しかし私が口を開くことはもうない。それにはいくつか理由がある。
一つ、既にもう、散々試した。そして無駄だと知った。
二つ、大声で喚き続けた所為で、私の喉はもう潰れている。
そして三つ目……。
ギ、と粗末な小屋の扉が開く。
そこから差し込む久しぶりの日の光に、思わず目を細めた。私の瞳孔はすっかり暗さになれていたが、彼らの余りに規則正しい生活音から、時間感覚を失うことは許されなかった。
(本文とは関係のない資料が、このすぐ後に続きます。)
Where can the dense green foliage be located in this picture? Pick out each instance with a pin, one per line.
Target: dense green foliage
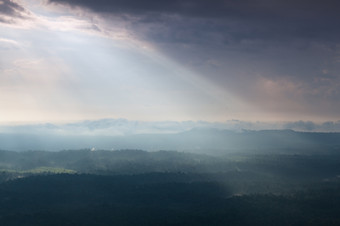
(133, 187)
(157, 199)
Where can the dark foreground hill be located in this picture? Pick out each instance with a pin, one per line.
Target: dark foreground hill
(157, 199)
(134, 187)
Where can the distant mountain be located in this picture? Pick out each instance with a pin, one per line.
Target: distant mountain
(199, 140)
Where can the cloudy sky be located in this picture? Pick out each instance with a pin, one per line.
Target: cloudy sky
(216, 60)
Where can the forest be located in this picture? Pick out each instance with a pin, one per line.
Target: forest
(135, 187)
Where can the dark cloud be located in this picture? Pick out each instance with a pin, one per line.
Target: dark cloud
(11, 11)
(255, 19)
(282, 56)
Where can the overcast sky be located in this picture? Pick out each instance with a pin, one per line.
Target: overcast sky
(253, 60)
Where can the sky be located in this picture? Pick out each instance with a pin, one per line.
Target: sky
(180, 60)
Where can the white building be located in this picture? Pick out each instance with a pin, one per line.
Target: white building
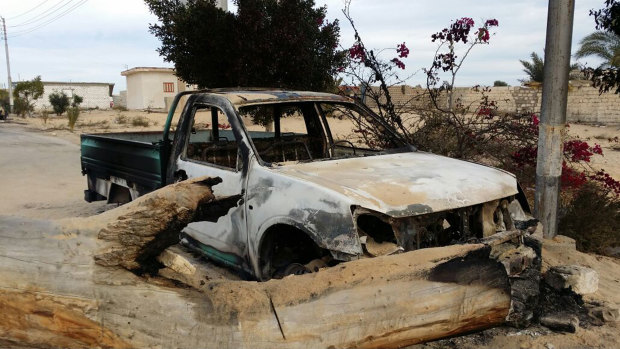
(152, 87)
(95, 94)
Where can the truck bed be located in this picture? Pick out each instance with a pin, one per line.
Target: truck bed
(138, 157)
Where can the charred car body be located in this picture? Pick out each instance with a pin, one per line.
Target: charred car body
(309, 197)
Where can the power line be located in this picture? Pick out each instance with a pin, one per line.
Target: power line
(44, 14)
(80, 3)
(32, 9)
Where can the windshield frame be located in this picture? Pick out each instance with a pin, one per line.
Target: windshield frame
(355, 105)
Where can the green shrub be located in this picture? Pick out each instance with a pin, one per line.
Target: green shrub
(44, 116)
(27, 92)
(592, 218)
(121, 119)
(72, 114)
(59, 102)
(22, 107)
(77, 100)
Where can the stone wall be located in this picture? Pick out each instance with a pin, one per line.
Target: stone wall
(95, 95)
(584, 102)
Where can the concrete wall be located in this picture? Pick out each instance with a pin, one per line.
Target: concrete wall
(584, 102)
(146, 89)
(96, 95)
(120, 100)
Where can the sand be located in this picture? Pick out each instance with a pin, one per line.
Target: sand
(41, 179)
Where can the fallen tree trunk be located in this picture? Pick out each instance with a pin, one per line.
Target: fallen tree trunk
(56, 295)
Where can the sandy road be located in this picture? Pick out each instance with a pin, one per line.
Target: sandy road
(40, 176)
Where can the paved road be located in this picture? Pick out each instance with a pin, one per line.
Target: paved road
(40, 176)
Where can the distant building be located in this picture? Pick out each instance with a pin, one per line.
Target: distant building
(95, 94)
(152, 87)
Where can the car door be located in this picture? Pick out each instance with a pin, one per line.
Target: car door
(211, 148)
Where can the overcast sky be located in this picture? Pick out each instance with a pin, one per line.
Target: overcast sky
(97, 39)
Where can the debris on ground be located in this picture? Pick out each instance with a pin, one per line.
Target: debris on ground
(560, 321)
(581, 280)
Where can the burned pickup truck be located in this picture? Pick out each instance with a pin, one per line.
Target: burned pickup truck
(310, 195)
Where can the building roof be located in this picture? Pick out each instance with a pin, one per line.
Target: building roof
(146, 70)
(76, 83)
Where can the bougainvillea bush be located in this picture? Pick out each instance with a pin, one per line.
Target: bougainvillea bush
(479, 131)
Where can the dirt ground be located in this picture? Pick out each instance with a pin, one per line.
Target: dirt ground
(41, 179)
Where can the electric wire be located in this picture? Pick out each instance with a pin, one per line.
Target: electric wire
(50, 11)
(27, 12)
(30, 30)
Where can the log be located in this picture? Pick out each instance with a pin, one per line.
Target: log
(56, 292)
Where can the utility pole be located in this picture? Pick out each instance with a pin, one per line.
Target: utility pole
(553, 120)
(8, 65)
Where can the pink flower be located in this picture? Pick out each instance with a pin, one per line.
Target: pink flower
(398, 63)
(483, 35)
(491, 23)
(357, 52)
(402, 50)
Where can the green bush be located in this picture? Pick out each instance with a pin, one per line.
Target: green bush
(77, 100)
(72, 114)
(592, 218)
(22, 107)
(121, 119)
(27, 92)
(59, 102)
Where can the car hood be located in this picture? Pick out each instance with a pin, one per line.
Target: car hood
(407, 184)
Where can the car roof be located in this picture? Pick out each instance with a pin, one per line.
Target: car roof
(242, 97)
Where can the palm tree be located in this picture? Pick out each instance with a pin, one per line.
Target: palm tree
(605, 45)
(535, 68)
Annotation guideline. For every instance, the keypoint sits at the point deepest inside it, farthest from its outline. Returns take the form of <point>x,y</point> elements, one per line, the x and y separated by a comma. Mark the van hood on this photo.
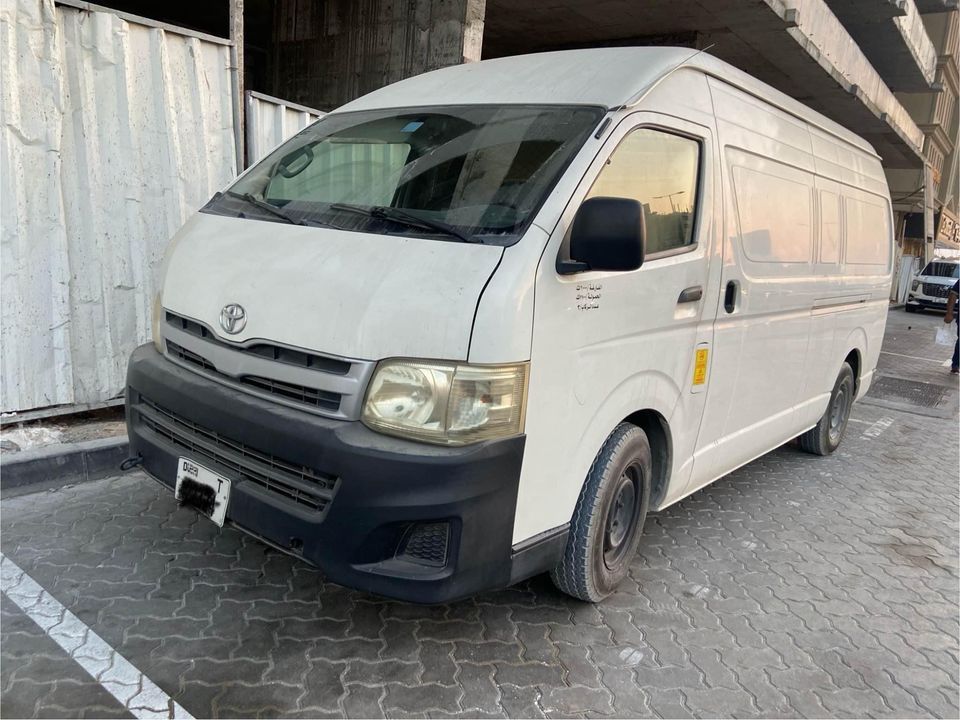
<point>351,294</point>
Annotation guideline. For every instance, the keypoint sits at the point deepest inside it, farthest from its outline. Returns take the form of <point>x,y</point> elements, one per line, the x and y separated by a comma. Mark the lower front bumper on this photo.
<point>334,492</point>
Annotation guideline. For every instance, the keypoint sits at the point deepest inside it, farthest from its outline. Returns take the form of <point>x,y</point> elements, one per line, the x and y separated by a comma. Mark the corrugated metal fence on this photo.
<point>270,121</point>
<point>114,130</point>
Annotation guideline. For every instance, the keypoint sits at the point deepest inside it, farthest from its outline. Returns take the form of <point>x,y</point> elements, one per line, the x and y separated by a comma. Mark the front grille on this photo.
<point>935,290</point>
<point>239,461</point>
<point>309,396</point>
<point>277,353</point>
<point>301,394</point>
<point>181,353</point>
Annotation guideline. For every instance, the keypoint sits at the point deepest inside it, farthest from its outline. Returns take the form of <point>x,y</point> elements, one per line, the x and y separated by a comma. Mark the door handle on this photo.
<point>730,296</point>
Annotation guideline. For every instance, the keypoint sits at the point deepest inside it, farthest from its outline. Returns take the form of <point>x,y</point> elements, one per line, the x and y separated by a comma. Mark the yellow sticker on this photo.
<point>700,367</point>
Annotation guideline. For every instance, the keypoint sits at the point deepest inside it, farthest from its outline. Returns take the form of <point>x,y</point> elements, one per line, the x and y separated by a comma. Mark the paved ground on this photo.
<point>796,586</point>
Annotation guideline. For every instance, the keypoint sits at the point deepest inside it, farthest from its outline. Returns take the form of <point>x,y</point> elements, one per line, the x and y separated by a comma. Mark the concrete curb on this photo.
<point>65,464</point>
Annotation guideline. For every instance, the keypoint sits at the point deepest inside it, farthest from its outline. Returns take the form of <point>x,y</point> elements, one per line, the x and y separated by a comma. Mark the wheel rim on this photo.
<point>622,516</point>
<point>838,412</point>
……それが可能だったなら、もっと早く私は狂うことが出来ただろうに。
長靴の重い足音が近づいてくる。
「よう、都会の方。そろそろ心の準備はいいかい?」
「……ぁ、ぁ」
「ああ悪いな、聞いても仕方ないわな」
悪い悪い、と言いながら、彼は私の軽くなった体を抱き上げた。
先ほどの二つに加えて、三つ目。もう声が出ないように、私の舌は処置済みとなった。
罵ってやろうとしても、私の口から声は出ない。もう、出ることはない。
暴れることも出来ない。いくつか腱を切られた私は、もう抵抗が出来ない。
「ま、二、三回産ませてみんべ。当たりだったら良いんだが……外れだったら潰すしかねえな」
ここがあの栄光の……村だなんて、そんな。
嘘だった。
全てが、虚偽に彩られていた。
ただの一記者が、踏み込むべき領域ではなかった。
私が知っていたのは、ただ、ここがかの誇るべき……!
「ウチの稼ぎ頭の畑になれる位、頑張ってくれや。一頭養うにも、金がかかってしょうがねえんだから」
「ぅ……、う! ぁぇ!」
「おうおう、元気だあな。良いこっこ産んでくれや」
こんな場所、こんな地獄。
これがかの勇者の生まれ故郷だなんて、そんなことがあるはずがない。
ここは地獄だ。掛け値なしの地獄だ。
神は、こんな場所の存在を許すのか?
何故、この村の人間達はのうのうと生きている?
「んぁ……!」
――既に意味ある音も出せない口から、神に向けた言葉を投げるが、それは何も効果を成さない。
その誰にも聞かれない言葉が、神に祈るものか、神を呪うものかすら、本人以外には知られることのないまま、広い畜舎の中に消えていく。
「それじゃ、他の奴とも仲良くしろよ? ウチの牧場の名に傷つけたら承知しねえかんな」
そう言って、男は。
最早人間の尊厳を奪われた、ある家畜を、自分の牧場のケージに閉じ込める。
――そして、いつもどおりの日々は続く。
何故なら、これがこの村の日常であったから。
他の地区から隔離されて見えない敷地、そこに点在するのは、牧場。人間の、牧場。
セネカ国サーヴァンテセカ村。その特産品は、人間。
それが、『勇者』サリー・スノウホワイトの生まれ故郷……その現在の姿であった。